NAIROBI, Kenya Feb. 8, 2010— -- Sex scandals involving powerful men like Tiger Woods and John Edwards have dominated American headlines last few weeks. But halfway around the world in South Africa, President Jacob Zuma is embroiled in his own sex scandal, complete with "baby mama drama."
In Zuma's case, however, the question isn't whether he cheated on his wife -- but his wives.
The president has three first ladies, and soon to be a fourth, but it's not the fact that he's married to several women at once which has outraged the country. It's the revelation that Zuma, 67, has fathered an out of wedlock child.
The baby girl, now 4 months old, is Zuma's child with the daughter of a political ally and friend, who is also a power player in the 2010 World Cup preparations.
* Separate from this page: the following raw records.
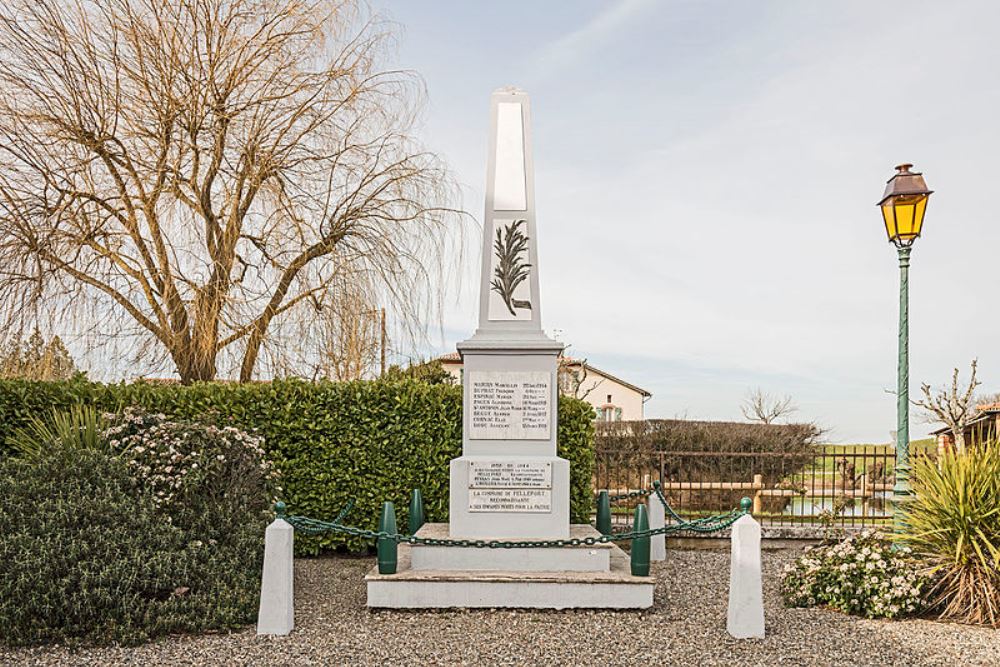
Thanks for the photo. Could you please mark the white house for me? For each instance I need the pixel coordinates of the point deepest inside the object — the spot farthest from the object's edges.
(613, 398)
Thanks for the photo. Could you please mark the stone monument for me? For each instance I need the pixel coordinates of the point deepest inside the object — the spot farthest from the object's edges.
(509, 481)
(509, 485)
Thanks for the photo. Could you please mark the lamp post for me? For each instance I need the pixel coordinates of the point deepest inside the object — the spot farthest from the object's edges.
(903, 205)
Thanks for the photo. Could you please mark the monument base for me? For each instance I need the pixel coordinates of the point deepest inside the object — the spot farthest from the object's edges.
(418, 588)
(472, 519)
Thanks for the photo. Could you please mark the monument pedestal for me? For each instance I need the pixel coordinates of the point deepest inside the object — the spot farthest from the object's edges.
(479, 511)
(509, 484)
(587, 577)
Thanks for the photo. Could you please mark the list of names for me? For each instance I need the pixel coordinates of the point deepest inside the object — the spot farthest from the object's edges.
(510, 405)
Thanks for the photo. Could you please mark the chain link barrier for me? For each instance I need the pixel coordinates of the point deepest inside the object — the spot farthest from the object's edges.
(706, 525)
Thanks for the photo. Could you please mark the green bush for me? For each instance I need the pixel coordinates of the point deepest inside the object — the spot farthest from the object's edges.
(88, 556)
(331, 442)
(953, 524)
(861, 575)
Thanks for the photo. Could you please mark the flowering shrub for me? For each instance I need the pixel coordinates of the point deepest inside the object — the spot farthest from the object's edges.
(180, 462)
(861, 575)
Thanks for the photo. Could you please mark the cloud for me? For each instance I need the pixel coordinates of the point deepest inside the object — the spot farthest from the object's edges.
(571, 47)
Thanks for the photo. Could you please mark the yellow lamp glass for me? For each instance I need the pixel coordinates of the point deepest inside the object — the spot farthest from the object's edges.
(904, 216)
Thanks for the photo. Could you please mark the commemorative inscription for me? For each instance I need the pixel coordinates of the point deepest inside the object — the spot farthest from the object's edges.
(510, 500)
(510, 475)
(510, 405)
(510, 486)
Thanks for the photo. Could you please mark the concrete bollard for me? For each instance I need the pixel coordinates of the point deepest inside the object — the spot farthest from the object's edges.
(276, 615)
(657, 519)
(603, 513)
(746, 596)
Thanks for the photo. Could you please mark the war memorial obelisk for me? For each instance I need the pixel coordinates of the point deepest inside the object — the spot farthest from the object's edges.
(509, 481)
(509, 484)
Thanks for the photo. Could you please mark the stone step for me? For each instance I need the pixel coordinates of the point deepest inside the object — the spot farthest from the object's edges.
(615, 588)
(583, 558)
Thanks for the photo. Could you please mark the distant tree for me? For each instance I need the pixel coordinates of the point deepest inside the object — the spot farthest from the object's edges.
(339, 337)
(763, 408)
(952, 406)
(37, 359)
(431, 372)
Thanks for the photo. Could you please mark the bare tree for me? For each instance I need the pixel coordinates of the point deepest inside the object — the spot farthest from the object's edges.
(37, 359)
(951, 406)
(761, 407)
(338, 337)
(199, 170)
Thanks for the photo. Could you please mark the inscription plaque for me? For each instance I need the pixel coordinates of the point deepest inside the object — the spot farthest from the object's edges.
(510, 475)
(510, 405)
(510, 500)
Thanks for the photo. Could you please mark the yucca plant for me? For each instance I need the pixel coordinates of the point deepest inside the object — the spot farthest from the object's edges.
(953, 524)
(78, 427)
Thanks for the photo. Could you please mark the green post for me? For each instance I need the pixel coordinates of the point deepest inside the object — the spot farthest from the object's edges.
(901, 490)
(386, 547)
(640, 546)
(415, 518)
(603, 513)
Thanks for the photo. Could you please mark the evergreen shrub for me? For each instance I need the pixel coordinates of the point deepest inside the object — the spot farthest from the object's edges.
(330, 442)
(88, 556)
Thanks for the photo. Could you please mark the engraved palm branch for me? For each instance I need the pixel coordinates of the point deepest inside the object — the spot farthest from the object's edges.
(510, 246)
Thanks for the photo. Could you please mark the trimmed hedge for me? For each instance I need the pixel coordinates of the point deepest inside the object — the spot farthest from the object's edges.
(331, 442)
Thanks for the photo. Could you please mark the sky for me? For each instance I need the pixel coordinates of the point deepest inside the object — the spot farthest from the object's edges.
(706, 177)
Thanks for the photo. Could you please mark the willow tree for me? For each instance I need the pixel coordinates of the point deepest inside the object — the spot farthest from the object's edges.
(204, 168)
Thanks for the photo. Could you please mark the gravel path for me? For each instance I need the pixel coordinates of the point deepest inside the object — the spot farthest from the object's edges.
(686, 626)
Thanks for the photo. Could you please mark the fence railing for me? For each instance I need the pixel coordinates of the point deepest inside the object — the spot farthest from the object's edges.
(830, 485)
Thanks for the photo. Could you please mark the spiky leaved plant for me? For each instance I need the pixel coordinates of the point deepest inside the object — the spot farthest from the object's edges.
(953, 524)
(509, 246)
(78, 427)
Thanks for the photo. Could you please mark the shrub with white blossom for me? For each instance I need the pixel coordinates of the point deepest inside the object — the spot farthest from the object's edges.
(861, 575)
(177, 460)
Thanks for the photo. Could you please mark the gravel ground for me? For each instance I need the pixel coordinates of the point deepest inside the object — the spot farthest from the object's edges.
(685, 626)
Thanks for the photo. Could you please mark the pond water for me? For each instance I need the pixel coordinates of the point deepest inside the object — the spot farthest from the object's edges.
(879, 505)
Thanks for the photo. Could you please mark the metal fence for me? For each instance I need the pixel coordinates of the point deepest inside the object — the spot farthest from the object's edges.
(847, 486)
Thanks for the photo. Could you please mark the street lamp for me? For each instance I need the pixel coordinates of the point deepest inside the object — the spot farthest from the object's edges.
(903, 205)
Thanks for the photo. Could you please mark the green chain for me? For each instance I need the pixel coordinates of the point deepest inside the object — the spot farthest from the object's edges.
(641, 493)
(709, 524)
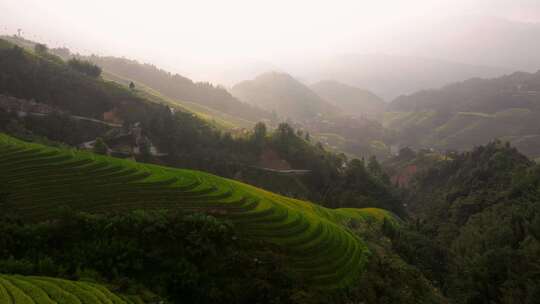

The mother is not one of his wives, or even the woman he is engaged to, and that is what many South Africans find objectionable.
"Polygamy is not uncommon in Africa," Sebastian Spio-Garbrah, an Africa analyst for New York-based policy think tank Eurasia Group, tells ABC News. " But what South Africans seem to be saying is 'we are fine with the fact that he has three wives, we are fine with that. But if he has another child, it's a sign he is unable to control his passions."
What started as attacks by the South African political elite, which has never really accepted Zuma, a man with limited education and a populist swagger, quickly took hold with the masses as well. As criticism grew last week, opposition politicians called for the president to go to "sex rehab," calling him the "gigolo president" among other unflattering characterizations.
South Africa's largest financial daily newspaper, Business Day, questioned whether Zuma was taking his job seriously.
"If the president is unable to respect social boundaries such as those created through marriage, how can he be trusted to respect the boundaries erected in terms of the national constitution's checks and balances?" the paper asked.
When the child was first revealed, the Zuma administration refused to comment, calling the matter a personal issue. By the weekend a public apology was issued.